French President Nicholas Sarkozy wants you to know:
I do not understand why international financial institutions and development banks do not finance civil nuclear energy projects," Mr. Sarkozy said. "The current situation means that countries are condemned to rely on more costly energy that causes greater pollution."
So true. And happily, Sarkozy’s in a position to do something about it:
The French president said he would propose to change that situation. "The World Bank, the EBRD [European Bank for Reconstruction and Development] and the other development banks must make a wholehearted commitment to finance such projects," he said.
France knows its beans when it comes to nuclear energy, since it generates 80% of its electricity that way. So Sarkozy might be able to get the ball rolling here – of course, tight lending remains the watchword all over, but perhaps the European Union would benefit from American-style loan guarantees.
This caught us by surprise:
Separately, Mr.

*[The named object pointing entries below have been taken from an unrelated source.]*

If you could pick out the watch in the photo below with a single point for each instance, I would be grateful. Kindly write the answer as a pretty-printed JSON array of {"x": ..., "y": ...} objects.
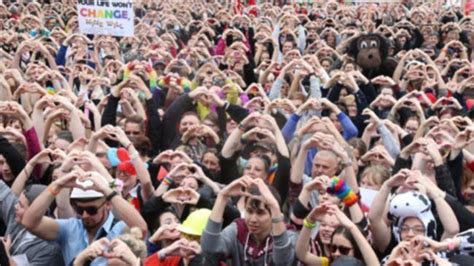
[
  {"x": 111, "y": 195},
  {"x": 279, "y": 219}
]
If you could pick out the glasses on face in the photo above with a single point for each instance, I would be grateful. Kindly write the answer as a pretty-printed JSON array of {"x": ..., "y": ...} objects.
[
  {"x": 414, "y": 229},
  {"x": 191, "y": 237},
  {"x": 132, "y": 133},
  {"x": 343, "y": 250},
  {"x": 91, "y": 210}
]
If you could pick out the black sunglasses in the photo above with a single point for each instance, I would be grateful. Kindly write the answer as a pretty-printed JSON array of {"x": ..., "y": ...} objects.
[
  {"x": 343, "y": 250},
  {"x": 91, "y": 210}
]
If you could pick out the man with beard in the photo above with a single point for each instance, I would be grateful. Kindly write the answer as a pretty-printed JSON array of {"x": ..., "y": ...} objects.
[{"x": 93, "y": 207}]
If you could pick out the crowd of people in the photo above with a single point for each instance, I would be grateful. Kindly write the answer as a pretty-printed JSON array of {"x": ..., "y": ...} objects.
[{"x": 238, "y": 133}]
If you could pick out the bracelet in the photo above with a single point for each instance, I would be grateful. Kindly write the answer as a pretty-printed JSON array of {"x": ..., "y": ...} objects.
[
  {"x": 162, "y": 254},
  {"x": 308, "y": 224},
  {"x": 134, "y": 155},
  {"x": 279, "y": 219},
  {"x": 324, "y": 261},
  {"x": 53, "y": 191},
  {"x": 111, "y": 195},
  {"x": 451, "y": 245},
  {"x": 116, "y": 184},
  {"x": 346, "y": 164},
  {"x": 342, "y": 191},
  {"x": 168, "y": 181},
  {"x": 226, "y": 105}
]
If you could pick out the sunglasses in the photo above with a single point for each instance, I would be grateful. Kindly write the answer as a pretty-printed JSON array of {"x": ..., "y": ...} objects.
[
  {"x": 191, "y": 237},
  {"x": 91, "y": 210},
  {"x": 343, "y": 250}
]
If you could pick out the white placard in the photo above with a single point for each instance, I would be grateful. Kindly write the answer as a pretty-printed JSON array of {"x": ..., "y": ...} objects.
[{"x": 106, "y": 17}]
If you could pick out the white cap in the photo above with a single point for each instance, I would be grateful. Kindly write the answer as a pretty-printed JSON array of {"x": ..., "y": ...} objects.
[{"x": 78, "y": 193}]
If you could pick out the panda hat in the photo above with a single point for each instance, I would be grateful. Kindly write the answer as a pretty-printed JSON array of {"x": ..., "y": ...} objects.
[{"x": 411, "y": 204}]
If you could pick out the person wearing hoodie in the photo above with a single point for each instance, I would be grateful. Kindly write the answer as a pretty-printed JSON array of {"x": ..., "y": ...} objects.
[{"x": 261, "y": 238}]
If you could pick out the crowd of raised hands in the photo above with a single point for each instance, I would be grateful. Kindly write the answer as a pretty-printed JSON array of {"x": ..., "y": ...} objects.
[{"x": 238, "y": 133}]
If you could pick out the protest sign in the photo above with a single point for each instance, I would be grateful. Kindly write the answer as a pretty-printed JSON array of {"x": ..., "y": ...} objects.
[{"x": 106, "y": 17}]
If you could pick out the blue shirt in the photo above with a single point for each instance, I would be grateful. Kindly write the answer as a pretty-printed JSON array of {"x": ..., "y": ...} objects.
[{"x": 73, "y": 238}]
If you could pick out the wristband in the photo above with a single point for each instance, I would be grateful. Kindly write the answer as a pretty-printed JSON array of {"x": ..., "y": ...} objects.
[
  {"x": 168, "y": 180},
  {"x": 53, "y": 191},
  {"x": 279, "y": 219},
  {"x": 111, "y": 195},
  {"x": 162, "y": 255},
  {"x": 299, "y": 210},
  {"x": 116, "y": 185},
  {"x": 308, "y": 224},
  {"x": 324, "y": 261},
  {"x": 226, "y": 105},
  {"x": 134, "y": 155},
  {"x": 342, "y": 191},
  {"x": 451, "y": 245}
]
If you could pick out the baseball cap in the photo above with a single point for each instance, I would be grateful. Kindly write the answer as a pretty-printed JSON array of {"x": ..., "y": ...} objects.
[{"x": 195, "y": 222}]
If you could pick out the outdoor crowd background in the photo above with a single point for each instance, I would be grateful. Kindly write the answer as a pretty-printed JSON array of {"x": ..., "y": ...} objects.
[{"x": 228, "y": 133}]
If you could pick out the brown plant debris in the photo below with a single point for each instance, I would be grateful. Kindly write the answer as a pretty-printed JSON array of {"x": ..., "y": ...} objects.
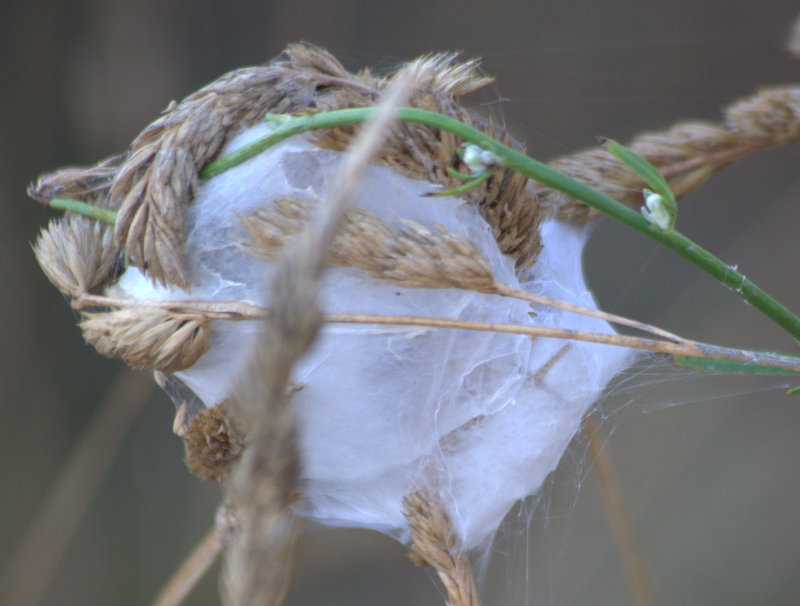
[
  {"x": 687, "y": 154},
  {"x": 159, "y": 177},
  {"x": 90, "y": 184},
  {"x": 412, "y": 256},
  {"x": 148, "y": 337},
  {"x": 793, "y": 41},
  {"x": 263, "y": 486},
  {"x": 212, "y": 445},
  {"x": 76, "y": 254},
  {"x": 433, "y": 544}
]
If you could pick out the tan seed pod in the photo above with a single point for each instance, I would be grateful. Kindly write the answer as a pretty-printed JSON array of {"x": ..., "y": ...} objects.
[
  {"x": 148, "y": 337},
  {"x": 76, "y": 253},
  {"x": 412, "y": 256}
]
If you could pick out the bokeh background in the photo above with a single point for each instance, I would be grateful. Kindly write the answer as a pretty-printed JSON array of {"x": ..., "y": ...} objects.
[{"x": 712, "y": 486}]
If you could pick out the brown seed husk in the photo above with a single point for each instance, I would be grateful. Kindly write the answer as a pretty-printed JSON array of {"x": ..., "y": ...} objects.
[
  {"x": 412, "y": 256},
  {"x": 76, "y": 254},
  {"x": 213, "y": 445}
]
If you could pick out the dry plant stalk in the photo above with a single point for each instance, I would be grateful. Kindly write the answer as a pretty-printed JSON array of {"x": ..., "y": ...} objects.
[
  {"x": 263, "y": 486},
  {"x": 154, "y": 182},
  {"x": 687, "y": 154},
  {"x": 432, "y": 544}
]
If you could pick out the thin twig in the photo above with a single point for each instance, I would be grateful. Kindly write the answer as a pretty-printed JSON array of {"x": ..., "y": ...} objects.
[
  {"x": 236, "y": 310},
  {"x": 258, "y": 563},
  {"x": 635, "y": 571},
  {"x": 32, "y": 567},
  {"x": 524, "y": 295},
  {"x": 191, "y": 570}
]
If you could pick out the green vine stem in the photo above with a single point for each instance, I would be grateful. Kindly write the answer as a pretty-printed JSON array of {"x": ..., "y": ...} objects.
[{"x": 545, "y": 175}]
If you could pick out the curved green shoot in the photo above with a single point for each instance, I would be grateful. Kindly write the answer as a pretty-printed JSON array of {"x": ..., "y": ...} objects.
[{"x": 515, "y": 160}]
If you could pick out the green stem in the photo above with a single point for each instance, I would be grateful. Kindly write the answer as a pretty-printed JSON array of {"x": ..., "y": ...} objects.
[
  {"x": 545, "y": 175},
  {"x": 82, "y": 208}
]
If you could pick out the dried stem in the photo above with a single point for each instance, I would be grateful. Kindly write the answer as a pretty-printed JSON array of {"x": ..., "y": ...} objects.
[
  {"x": 632, "y": 561},
  {"x": 236, "y": 310},
  {"x": 258, "y": 563},
  {"x": 46, "y": 539}
]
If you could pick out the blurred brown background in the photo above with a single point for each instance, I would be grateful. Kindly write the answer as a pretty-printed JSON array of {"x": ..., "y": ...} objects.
[{"x": 713, "y": 486}]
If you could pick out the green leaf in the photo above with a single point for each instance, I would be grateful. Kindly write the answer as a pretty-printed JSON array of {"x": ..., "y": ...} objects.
[{"x": 736, "y": 368}]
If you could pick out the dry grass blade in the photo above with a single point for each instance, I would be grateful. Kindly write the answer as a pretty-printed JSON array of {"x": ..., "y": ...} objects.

Sarkozy said he wants to boost nuclear expertise through expanding training opportunities. "I have decided to step up our efforts by creating an International Nuclear Energy Institute that will include an International Nuclear Energy School," Mr. Sarkozy said.
The iNEI may sound like an Apple-branded nuclear plant but color us flattered.
Who would most want to use Sweden as a nuclear poster child, the nuclear energy industry or groups that dislike nuclear energy. Sweden gets a bit under half of its electricity from the atom, so it isn’t quite as entrenched there as in France, and the country has only recently turned away a ban on new construction – although new reactors can only be built on existing sites. (The ban was by referendum, so nuclear became very unpopular, in this instance in the shadow of Chernobyl.)
So a new poll provides at least a few answers:
The poll showed that 52% of Swedes support the continued use of nuclear energy, 30% support the replacement of Sweden's current fleet of power reactors when they have reached the end of their operating lives and 22% think that additional new reactors should be built.
So – a mixed bag, with nuclear just over the magic 50% number. To nuclear advocates, this can only be construed as a net good, as it shows a strong rebound after what must have been notable disapproval when the ban passed in 1980.
The rest needs more numbers and slightly better explication (or we’d need to speak Swedish better to parse it ourselves). As is, we’re not sure the second two numbers are subsets of the 52%. They wouldn’t seem so, but they add together right.
SKGS president Kenneth Eriksson commented, "Although the study was conducted at a time when nuclear power was challenged, following disruptions and high electricity prices, support for nuclear power is strong." He added, "It is reasonable to assume that the support would have been even higher in a more normal year."
If so, perhaps the 2011 poll will show better numbers – but, frankly, we wouldn’t expect Eriksson to say anything different about this one, and his words do suggest disappointment. “Nuclear energy - disruptions and high electricity prices” is not a very good slogan and may not be – is even likely not to be – due to nuclear energy. (We doubt it could get to 52% in that case.)
The conclusion? Sweden may not be the best go-to place to prove one thing or another, at least from a PR point-of-view. Nuclear energy has majority support and Swedes want to go forward with it, but after that, it’s hard to interpret the tepid numbers except perhaps as soft support. Eriksson might be onto something, though, so it may be worth tabling the discussion until next year to see where the trend goes.